Worse than that, by refusing to discipline Omar for her anti-Semitism and then accepting the disingenuous narrative by which she has successfully portrayed herself as a victim of anti-Muslim bias from pro-Israel Republicans and Trump, they have painted themselves into a corner in which the president will be able to accuse them of appeasing and empowering anti-Semites.
Can any of this be averted and can at least a semblance of bipartisanship about Israel be preserved? The answer is yes, but the problem is that it will require Democrats to not only rise above Trump’s taunts but to confront their left-wing critics of Israel.
Democrats are right that you can still be pro-Israel and yet be critical of Netanyahu. But they need to acknowledge what Trump has done for Israel and the truth about Palestinian intransigence that convinced Israeli voters to embrace a right-wing coalition. They need to start listening to Israel’s voters and stop lecturing them.

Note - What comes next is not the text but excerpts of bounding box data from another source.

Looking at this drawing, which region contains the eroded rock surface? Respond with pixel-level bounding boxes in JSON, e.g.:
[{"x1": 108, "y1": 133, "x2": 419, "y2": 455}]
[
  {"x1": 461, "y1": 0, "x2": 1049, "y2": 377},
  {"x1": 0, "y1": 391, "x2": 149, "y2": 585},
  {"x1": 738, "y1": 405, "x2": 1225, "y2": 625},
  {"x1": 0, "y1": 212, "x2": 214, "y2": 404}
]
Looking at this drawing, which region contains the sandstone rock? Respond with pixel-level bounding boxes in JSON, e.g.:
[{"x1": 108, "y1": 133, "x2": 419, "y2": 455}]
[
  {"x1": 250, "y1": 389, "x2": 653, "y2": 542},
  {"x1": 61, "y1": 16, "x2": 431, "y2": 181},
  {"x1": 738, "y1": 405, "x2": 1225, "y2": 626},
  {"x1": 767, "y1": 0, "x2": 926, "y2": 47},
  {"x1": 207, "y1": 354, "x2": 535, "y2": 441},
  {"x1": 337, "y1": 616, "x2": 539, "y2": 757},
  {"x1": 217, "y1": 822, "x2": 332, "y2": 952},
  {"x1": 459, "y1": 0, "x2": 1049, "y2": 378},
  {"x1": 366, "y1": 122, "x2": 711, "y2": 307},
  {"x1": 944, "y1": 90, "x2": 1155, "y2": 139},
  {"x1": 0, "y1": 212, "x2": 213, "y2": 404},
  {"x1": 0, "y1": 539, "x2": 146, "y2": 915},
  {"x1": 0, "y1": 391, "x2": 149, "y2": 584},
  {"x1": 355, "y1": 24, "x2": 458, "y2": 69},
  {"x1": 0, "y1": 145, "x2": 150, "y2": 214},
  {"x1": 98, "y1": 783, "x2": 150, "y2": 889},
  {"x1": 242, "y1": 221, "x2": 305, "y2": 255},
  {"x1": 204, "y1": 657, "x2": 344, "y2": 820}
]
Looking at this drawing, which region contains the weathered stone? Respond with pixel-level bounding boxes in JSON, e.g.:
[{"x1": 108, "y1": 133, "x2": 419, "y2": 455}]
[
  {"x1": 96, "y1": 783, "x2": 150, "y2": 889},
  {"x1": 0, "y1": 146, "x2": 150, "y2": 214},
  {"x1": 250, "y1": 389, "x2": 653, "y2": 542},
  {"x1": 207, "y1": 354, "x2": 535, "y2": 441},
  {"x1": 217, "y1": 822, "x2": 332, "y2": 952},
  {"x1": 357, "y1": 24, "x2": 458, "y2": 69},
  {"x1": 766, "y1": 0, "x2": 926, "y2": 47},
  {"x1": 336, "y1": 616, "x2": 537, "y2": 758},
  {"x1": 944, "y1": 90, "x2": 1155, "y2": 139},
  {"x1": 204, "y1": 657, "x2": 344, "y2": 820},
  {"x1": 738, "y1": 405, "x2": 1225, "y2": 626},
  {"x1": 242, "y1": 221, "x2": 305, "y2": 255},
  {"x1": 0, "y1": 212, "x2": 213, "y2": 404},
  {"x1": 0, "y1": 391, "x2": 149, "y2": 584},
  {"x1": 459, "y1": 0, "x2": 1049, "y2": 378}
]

More than that, it’s time for moderate pro-Israel Democrats to have the Sister Souljah moment with Omar and her supporters that they passed on in recent months.
Democrats don’t have to concede the issue of Israel to Trump. But if their hatred for him and fear of offending minority and left-wing voters is too great to allow them to act, then they won’t be in a position to complain about the collapse of a bipartisan consensus on Israel that they will have already abandoned.